Actes Sud met à l’honneur un bel ouvrage sérigraphié, La vie nocturne des arbres. « Il s’agit d’un projet particulier, un coup de cœur, mais cet album est une exception », reconnaît une libraire. « L’environnement n’est pas absent des politiques éditoriales des grandes maisons, précise Frédéric Lisak, directeur de Plume de carotte. Mais ce sont toujours des projets ponctuels ». Suivant les propositions des auteurs et l’humeur du moment. Et la mode n’est pas à l’écologie. « L’intérêt pour les thématiques environnementales s’est émoussé depuis deux ou trois ans », observe Albert de Pétigny. Pour porter les valeurs de l’écologie, plusieurs aventuriers se sont pourtant lancés dans l’aventure de l’édition indépendante.

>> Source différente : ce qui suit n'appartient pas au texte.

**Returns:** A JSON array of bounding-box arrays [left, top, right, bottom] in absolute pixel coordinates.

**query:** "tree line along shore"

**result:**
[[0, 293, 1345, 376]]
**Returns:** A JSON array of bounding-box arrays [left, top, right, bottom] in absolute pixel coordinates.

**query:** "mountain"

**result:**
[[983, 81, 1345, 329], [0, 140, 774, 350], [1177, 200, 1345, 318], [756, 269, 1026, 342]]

Sensibiliser par la fiction
Le Sablier Éditions est installé depuis seize ans en Haute-Provence. Sur la table, une série de petits albums, Coucou caché, pour les tout-petits, permet de découvrir le monde qui nous entoure. Dans le dernier paru, une photo de banquise, avec cette devinette : « Qui regarde fondre la banquise ? ». Réponse sur la page suivante... un ours blanc. « La nature est l’un de nos deux piliers. Ça transpire de tous nos livres », constate Manon Gozier.

Afin de faire passer ces valeurs, la maison joue sur l’empathie. « Nous invitons l’enfant à devenir ami avec les plantes ou avec les animaux ». Préférer la poésie à la didactique, l’imaginaire au documentaire. « Nous ne faisons pas du prosélytisme, dit de son côté Frédéric Lisak. Il s’agit de donner le goût de la nature, autour des notions de plaisir et d’émerveillement. Car dire que tout va mal n’est pas une pédagogie efficace ». Sur son étal, de somptueux herbiers attirent le regard des passants.

Plume de carotte est également une des premières maisons à avoir publié des ouvrages de Land art. « C’est un outil d’éveil de la curiosité par l’émerveillement formidable, souligne Frédéric Lisak. Et cela nous permet de toucher le grand public ». Car c’est toujours la question délicate. Comment sortir du cercle confiné des écolos convaincus et des amoureux de la nature ? Albert de Pétigny cherche pour sa part à rendre les livres accessibles. « Pas plus de 12 € ». Et ce, en préférant des impressions simples, sans fioriture.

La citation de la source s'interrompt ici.